|
[Date Prev][Date Next][Thread Prev][Thread Next][Date Index][Thread Index] Re: Block protocol incompatibilities with 4K logical sector size disks
On Fri, Aug 30, 2024 at 04:09:25PM +0000, Anthony PERARD wrote:
> On Thu, Aug 29, 2024 at 05:42:45PM +0200, Roger Pau Monné wrote:
> > On Thu, Aug 29, 2024 at 01:15:42PM +0000, Anthony PERARD wrote:
> > > On Thu, Aug 29, 2024 at 12:59:43PM +0200, Roger Pau Monné wrote:
> > > > The following table attempts to summarize in which units the following
> > > > fields
> > > > are defined for the analyzed implementations (please correct me if I
> > > > got some
> > > > of this wrong):
> > > >
> > > > │ sectors xenbus node │ requests sector_number
> > > > │ requests {first,last}_sect
> > > > ────────────────────────┼─────────────────────┼────────────────────────┼───────────────────────────
> > > > FreeBSD blk{front,back} │ sector-size │ sector-size
> > > > │ 512
> > > > ────────────────────────┼─────────────────────┼────────────────────────┼───────────────────────────
> > > > Linux blk{front,back} │ 512 │ 512
> > > > │ 512
> > > > ────────────────────────┼─────────────────────┼────────────────────────┼───────────────────────────
> > > > QEMU blkback │ sector-size │ sector-size
> > > > │ sector-size
> > > > ────────────────────────┼─────────────────────┼────────────────────────┼───────────────────────────
> > > > Windows blkfront │ sector-size │ sector-size
> > > > │ sector-size
> > > > ────────────────────────┼─────────────────────┼────────────────────────┼───────────────────────────
> > > > MiniOS │ sector-size │ 512
> > > > │ 512
> > > > ────────────────────────┼─────────────────────┼────────────────────────┼───────────────────────────
> > > > tapdisk blkback │ 512 │ sector-size
> > > > │ 512
>
> Tapdisk situation seems more like:
>
> tapdisk blkback │ ?????????? │ ??????????? │
> ?????
>
> I've looks at the implementation at xapi-project/blktat[1] and the way
> sector_number or {first,last}_sect seems to be used varied on which
> backend is used (block-vhd, block-nbd, block-aio).
>
> [1] https://github.com/xapi-project/blktap
>
> block-vhd seems mostly sectors of 512 but recalculated with "s->spb"
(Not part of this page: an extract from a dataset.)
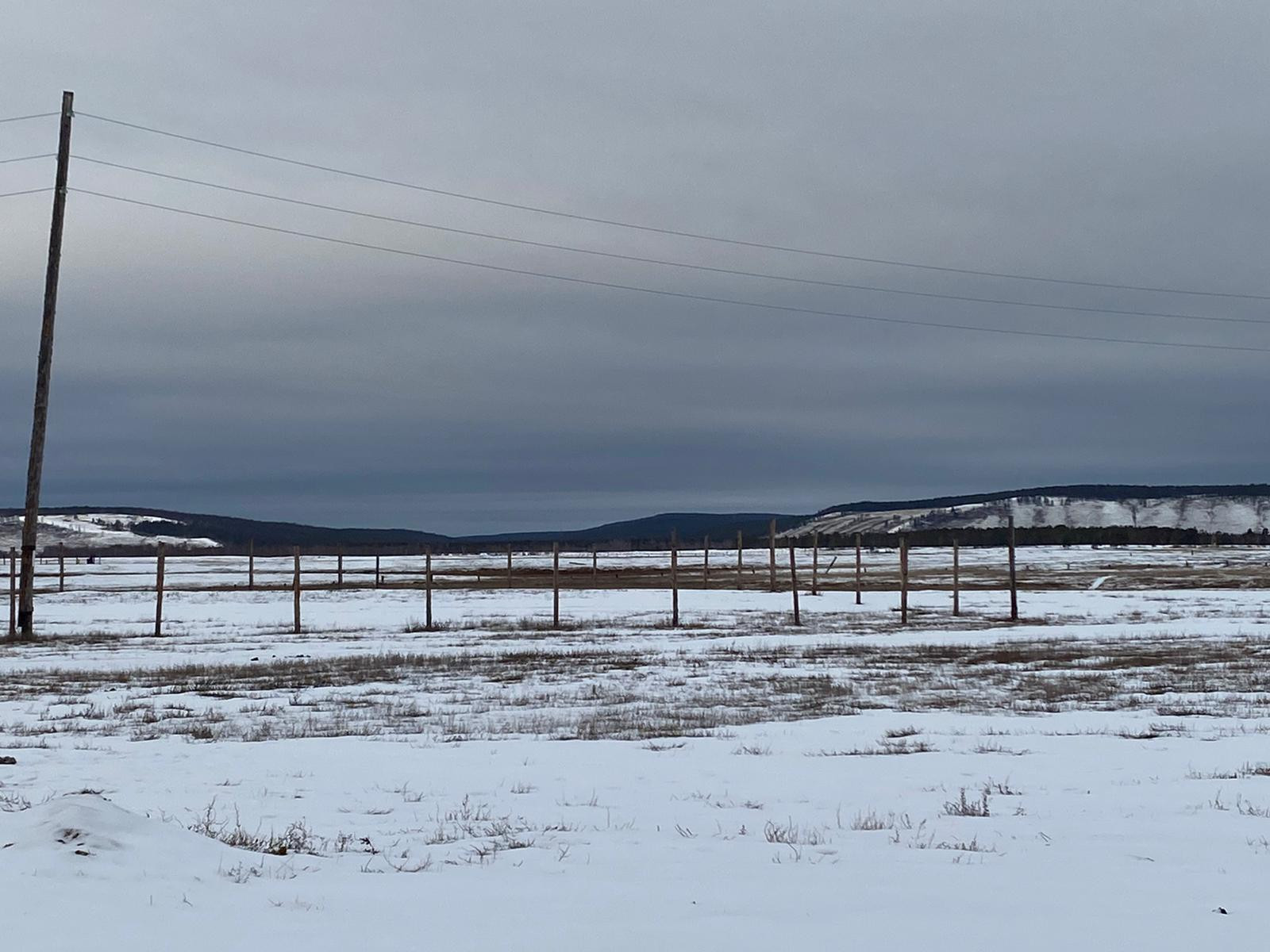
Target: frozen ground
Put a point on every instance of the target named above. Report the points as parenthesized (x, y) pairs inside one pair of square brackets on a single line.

> (sector per block?) but still, sector seems to be only 512.
>
> block-nbd seems to set "sector-size" to always 512, but uses
> "sector-size" for sector_number and {first,last}_sect.
>
> The weirdest one is block-aio, where on read it multiply sector_number
> and {first,last}_sect by 512, but on write, those are multiplied by
> "sector-size". With "sector-size" set by ioctl(BLKSSZGET)
>
> At least, is seems "sectors" is a multiple of 512 on all those, like in
> the table, but I've only look at those 3 "drivers".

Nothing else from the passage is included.